O primeiro dia de aula e o resto de nossas vidas. É uma frase nominal talvez sem muito impacto para muitos. Ir ao colégio, encontrar amigos (novos), caminhar pelos espaços que acompanham seus crescimentos muitas vezes desde tenra idade, desde balbuciadas iniciais aos termos mais concretos. 

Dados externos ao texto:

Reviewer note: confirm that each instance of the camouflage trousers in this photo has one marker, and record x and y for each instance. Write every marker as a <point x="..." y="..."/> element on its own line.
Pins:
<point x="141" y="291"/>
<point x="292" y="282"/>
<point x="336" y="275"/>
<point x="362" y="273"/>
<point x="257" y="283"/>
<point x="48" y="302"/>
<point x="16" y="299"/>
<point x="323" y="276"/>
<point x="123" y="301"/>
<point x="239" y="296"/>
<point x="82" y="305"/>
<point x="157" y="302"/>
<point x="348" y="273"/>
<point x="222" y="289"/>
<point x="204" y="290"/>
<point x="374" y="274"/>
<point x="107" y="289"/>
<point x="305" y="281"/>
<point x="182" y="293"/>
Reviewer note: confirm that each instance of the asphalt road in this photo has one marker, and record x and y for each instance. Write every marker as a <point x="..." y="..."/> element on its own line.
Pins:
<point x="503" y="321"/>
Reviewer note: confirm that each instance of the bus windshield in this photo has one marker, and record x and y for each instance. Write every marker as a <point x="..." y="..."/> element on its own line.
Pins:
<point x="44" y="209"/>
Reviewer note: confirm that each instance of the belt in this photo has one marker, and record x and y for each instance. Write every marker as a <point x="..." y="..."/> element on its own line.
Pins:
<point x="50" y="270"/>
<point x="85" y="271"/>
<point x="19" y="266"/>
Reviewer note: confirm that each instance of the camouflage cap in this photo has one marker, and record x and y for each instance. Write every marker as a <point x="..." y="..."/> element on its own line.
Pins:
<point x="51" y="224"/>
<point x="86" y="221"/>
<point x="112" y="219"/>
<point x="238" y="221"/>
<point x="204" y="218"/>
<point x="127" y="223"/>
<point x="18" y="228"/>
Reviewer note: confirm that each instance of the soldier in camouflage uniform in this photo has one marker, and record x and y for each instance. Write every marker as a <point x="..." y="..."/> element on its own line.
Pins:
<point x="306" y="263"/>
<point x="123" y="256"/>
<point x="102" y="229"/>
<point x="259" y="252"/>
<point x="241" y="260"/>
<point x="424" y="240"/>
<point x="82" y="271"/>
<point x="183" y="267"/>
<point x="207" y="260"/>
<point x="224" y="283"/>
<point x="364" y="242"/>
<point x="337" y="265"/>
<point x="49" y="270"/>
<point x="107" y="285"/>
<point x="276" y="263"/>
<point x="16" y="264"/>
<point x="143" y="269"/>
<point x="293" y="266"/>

Eles chegam juntos, tendo um passado na casa do outro, somando-se para adentrar uma última vez como estudantes daquele local. Formavam o que há anos se famigerava como Terceirão. Eduardo à frente, seguido de Jonas e Maurício, lado a lado, e Miguel ao final. As portas abertas permitiam-nos ingressar pelo prédio em que ficava a secretaria, a sala dos professores, a biblioteca e demais setores relevantes no primeiro piso; no segundo, as salas de aula do Ensino Médio. Passaram o grande saguão, em que figuravam imagens de Jesus, de sua mãe, Maria, além do padre que iniciou a congregação Devotos Marianos e Seguidores, Ernesto Paulo Scholze; na parede direita do acesso, imagens dos diretores dos últimos 50 anos de colégio e, abaixo, fotos dos dez Terceirões formados pelo Sagrado Coração. À esquerda, a mesa da recepção, acolhida por Guadalupe, tão ou mais antiga que a própria instituição. 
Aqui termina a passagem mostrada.